Durante mi breve evasión de este mundo gris, oscuro y ahora también sobrenatural que es Edimburgo, he estado pensando largamente en mi extraña situación. Después de los períodos de profundo terror, depresión y de sentirme un bicho raro de verdad, he alcanzado una especie de calma serena, aceptando las cosas como han venido. Pero el sentimiento de culpabilidad se ha hecho más grande a medida que pasan los días y sé a qué se debe. Incluso puedo hacer un comparación metafórica: los antiguos celtas consideraban sagrados a los árboles. Cuando ellos vivían todavía existían bosques primigenios en Escocia, de árboles milenarios, y las tribus que se servían de ellos consideraban casi un delito el derribarlos. Ellos eran seres mortales, que regresaban una y otra vez al mundo, mientras que aquellas enormes arboledas habían coexistido con sus más antiguos antecesores. Habían crecido y madurado durante centurias y centurias, soportando las eras del mundo, y los humanos no eran nadie para talarlos. Para derribar tantos años de existencia y natural sabiduría.
Y eso es lo que yo he hecho con Álar. Si aquella tumba céltica es realmente suya, ambos pueden datar tranquilamente del milenio pasado.
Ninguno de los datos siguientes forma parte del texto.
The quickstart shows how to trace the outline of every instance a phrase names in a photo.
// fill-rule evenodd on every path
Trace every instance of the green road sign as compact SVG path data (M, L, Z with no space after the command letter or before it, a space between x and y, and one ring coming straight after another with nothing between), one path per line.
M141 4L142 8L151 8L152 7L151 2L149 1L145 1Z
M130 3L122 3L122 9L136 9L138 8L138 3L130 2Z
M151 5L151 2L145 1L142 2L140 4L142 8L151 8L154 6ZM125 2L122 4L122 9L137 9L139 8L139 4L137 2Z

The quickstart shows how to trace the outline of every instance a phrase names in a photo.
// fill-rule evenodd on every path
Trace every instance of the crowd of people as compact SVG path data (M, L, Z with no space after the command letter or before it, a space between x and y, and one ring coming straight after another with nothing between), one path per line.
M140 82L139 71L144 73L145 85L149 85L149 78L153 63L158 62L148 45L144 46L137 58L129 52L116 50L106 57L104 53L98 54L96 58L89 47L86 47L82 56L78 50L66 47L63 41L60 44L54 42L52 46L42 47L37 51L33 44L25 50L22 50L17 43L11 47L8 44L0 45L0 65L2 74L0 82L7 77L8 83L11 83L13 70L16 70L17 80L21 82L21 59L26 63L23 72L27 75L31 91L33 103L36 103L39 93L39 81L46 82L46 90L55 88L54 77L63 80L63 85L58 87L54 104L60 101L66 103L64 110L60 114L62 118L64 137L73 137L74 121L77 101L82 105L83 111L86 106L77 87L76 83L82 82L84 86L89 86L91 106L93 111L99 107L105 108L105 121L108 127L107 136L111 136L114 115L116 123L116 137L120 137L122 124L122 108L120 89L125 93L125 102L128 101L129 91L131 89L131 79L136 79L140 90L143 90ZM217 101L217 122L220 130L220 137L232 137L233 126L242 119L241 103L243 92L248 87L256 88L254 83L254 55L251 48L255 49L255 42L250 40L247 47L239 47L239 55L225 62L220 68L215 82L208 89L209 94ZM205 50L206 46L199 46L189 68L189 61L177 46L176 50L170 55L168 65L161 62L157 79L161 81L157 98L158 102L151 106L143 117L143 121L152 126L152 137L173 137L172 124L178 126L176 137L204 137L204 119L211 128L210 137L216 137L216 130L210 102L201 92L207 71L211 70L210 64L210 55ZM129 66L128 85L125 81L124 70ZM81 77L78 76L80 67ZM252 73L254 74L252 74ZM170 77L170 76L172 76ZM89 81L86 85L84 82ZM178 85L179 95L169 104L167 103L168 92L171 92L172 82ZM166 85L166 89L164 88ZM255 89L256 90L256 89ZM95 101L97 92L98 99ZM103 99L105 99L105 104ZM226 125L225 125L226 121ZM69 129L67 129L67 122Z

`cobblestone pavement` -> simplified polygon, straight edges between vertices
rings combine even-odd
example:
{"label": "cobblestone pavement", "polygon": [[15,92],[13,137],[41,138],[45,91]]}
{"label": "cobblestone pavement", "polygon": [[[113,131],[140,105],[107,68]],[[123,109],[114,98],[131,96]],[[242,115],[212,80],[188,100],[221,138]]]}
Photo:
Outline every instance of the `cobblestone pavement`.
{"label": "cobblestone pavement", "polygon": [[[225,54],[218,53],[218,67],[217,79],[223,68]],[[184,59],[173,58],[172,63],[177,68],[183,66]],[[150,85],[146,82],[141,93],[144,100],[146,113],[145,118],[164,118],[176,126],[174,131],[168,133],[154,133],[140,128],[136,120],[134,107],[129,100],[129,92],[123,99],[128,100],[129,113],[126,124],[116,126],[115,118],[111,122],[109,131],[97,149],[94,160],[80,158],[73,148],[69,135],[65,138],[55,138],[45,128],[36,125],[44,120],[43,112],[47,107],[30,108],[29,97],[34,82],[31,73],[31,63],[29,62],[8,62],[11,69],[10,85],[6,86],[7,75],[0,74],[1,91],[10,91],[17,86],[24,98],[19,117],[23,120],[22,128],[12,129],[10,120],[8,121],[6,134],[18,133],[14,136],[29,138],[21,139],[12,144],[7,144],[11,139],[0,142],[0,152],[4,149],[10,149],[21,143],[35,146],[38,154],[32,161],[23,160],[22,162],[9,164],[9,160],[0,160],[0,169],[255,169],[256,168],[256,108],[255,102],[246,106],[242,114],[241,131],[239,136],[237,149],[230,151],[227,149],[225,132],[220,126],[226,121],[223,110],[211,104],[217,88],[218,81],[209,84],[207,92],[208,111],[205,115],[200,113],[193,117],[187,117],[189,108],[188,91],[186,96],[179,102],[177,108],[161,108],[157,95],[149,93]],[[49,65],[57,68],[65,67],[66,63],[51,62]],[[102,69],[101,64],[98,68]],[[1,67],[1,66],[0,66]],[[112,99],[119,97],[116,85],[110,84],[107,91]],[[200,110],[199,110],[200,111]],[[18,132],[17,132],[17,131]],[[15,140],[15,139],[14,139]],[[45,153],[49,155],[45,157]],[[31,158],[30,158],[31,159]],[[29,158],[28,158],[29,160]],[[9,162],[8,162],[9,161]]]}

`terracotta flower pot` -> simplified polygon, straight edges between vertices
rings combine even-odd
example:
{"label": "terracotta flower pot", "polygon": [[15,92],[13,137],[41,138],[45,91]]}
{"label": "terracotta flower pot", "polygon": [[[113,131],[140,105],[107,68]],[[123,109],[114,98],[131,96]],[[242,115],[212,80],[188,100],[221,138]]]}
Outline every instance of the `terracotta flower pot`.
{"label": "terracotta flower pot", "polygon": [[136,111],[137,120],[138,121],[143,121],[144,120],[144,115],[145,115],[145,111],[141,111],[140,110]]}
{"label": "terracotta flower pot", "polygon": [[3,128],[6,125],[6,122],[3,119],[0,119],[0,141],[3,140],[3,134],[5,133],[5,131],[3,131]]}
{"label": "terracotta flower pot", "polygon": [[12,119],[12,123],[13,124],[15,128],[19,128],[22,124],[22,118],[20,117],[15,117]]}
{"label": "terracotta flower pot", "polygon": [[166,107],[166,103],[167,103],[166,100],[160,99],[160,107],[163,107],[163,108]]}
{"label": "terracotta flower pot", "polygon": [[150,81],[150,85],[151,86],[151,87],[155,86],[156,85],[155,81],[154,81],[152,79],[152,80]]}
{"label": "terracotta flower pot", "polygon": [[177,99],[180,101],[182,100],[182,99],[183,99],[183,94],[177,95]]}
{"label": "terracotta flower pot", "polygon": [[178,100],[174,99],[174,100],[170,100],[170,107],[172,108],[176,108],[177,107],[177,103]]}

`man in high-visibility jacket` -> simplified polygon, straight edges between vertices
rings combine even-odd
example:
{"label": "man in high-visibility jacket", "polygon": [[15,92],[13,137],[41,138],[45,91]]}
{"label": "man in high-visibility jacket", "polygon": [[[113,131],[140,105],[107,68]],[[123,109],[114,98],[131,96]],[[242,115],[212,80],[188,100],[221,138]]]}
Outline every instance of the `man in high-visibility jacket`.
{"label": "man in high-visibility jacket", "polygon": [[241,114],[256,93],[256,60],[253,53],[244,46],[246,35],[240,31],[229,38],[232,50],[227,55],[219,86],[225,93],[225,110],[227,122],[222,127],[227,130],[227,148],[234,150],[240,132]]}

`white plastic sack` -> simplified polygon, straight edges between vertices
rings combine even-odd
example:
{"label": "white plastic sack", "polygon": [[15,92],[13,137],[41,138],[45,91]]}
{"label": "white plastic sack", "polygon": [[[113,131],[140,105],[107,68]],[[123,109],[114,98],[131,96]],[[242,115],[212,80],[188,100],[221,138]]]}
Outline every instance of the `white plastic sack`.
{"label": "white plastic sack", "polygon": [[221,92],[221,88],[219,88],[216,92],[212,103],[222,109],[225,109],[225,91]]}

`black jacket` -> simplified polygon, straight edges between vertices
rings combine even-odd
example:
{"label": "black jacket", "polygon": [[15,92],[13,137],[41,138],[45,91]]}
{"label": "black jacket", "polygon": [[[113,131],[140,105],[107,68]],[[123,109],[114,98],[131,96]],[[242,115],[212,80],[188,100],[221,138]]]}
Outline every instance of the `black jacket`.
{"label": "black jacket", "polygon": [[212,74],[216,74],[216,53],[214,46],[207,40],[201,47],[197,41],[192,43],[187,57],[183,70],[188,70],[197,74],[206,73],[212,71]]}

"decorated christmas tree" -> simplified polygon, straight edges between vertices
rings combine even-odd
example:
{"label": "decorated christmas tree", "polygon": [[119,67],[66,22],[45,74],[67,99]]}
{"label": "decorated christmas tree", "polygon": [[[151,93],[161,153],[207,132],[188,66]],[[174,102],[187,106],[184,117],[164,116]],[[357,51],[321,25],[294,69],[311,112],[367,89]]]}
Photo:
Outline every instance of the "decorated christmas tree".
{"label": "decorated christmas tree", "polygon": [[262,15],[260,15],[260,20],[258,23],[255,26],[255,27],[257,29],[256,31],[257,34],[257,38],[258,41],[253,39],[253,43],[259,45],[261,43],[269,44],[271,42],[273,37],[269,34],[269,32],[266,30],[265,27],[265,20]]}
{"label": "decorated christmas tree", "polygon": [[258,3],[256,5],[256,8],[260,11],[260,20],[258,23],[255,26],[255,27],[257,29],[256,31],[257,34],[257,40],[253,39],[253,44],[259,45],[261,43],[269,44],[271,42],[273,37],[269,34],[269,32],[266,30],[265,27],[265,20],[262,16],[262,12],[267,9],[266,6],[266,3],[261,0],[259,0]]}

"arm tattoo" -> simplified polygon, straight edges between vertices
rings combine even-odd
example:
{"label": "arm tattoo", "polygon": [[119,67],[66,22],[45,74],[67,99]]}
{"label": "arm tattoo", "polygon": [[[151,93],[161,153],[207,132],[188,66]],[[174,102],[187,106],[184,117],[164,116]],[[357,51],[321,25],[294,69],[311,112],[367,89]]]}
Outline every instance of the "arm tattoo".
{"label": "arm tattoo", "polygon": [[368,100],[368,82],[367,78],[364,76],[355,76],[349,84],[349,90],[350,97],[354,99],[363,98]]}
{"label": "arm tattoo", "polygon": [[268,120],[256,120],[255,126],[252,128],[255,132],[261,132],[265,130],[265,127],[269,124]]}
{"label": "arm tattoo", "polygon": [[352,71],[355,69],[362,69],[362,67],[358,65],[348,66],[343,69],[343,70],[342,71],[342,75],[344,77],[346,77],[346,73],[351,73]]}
Quizás lleva centurias paseándose por el castillo, en paz con el mundo, y yo lo he desterrado de un plumazo. No me parece justo, y la duda me está matando. No se comportó mal conmigo, no me asustó ni me hizo daño. No sólo eso, sino que me llevó de paseo y se interesó por mis estudios. Como cualquier chico normal, salvo por el hecho de que él estaba muerto. Incluso se lanzó al lago a buscar el maldito anillo con el que lo había engañado. Álastair: ‘protector de los hombres’ significa su nombre, y puede que eso no quiera decir nada pero me parecía un chico bastante más honrado que muchos vivos a los que conozco.
Mi visita a la biblioteca es triste hoy. Sé que no lo encontraré, y ni siquiera estoy segura de si eso me hace sentir bien o no. Cuando ya llevo aquí una hora, me levanto de la mesa del bibliotecario y voy a buscar el tratado de parapsicología que Álar estuvo mirando. Si va a ser cierto que los fantasmas existen y que yo puedo verlos, necesito aprender más cosas sobre ellos.
Por lo que averiguo en este libro, «fantasma» es una palabra de lo más generalista y vulgar. Como pájaro. Hay diferentes tipos de fantasmas. Y cada uno es un mundo, según los estudiosos que han redactado este libro. Me pregunto cómo sabrán todo esto. Según los expertos en el tema, las apariciones son seres de naturaleza e instintos humanos, si bien de ira fácil y tendencias compulsivas. Los autores creen que están hechos a partir de la electricidad de las conexiones cerebrales de los difuntos, o sea reminiscencias eléctricas de la mente. Aducen que el mundo de la física es todavía demasiado amplio y desconocido para comprenderlo, pero que psicofonías, fotografías y vídeos especiales demuestran que no sólo pueden existir los fantasmas, sino también otros fenómenos como los agujeros espaciotemporales, los centros de poder kármico e incluso el triángulo de las Bermudas.
Llegados a semejante extremo estoy a punto de cerrar el libro, pero me recuerdo que yo misma he visto cosas imposibles y me obligo a tomarme todo esto más seriamente. Al final el libro incluso acaba por parecerme interesante, y cada tarde le echo un vistazo.
Existen las apariciones, las infestaciones, espíritus, fantasmas animales, familiares, de cosas materiales, incluso fantasmas de personas vivas. Algunos pueden influir en el mundo físico, otros simplemente lo traspasan, y aún hay otros que incluso son tan ignorantes de que comparten el mundo con los vivos como los vivos ignoran que lo comparten con los muertos. A los fantasmas se asocian fenómenos como el frío, la disfunción de los aparatos eléctricos, movimiento de objetos, escalofríos, dolores de cabeza, sensación de contacto y de manoseo, y muchos casos de locura. Los redactores del libro también están seguros de que no todos los fantasmas pueden entrar en contacto con las cosas no muertas, y que otros pueden llegar incluso a cometer asesinatos. Decido pasar ese dato por alto.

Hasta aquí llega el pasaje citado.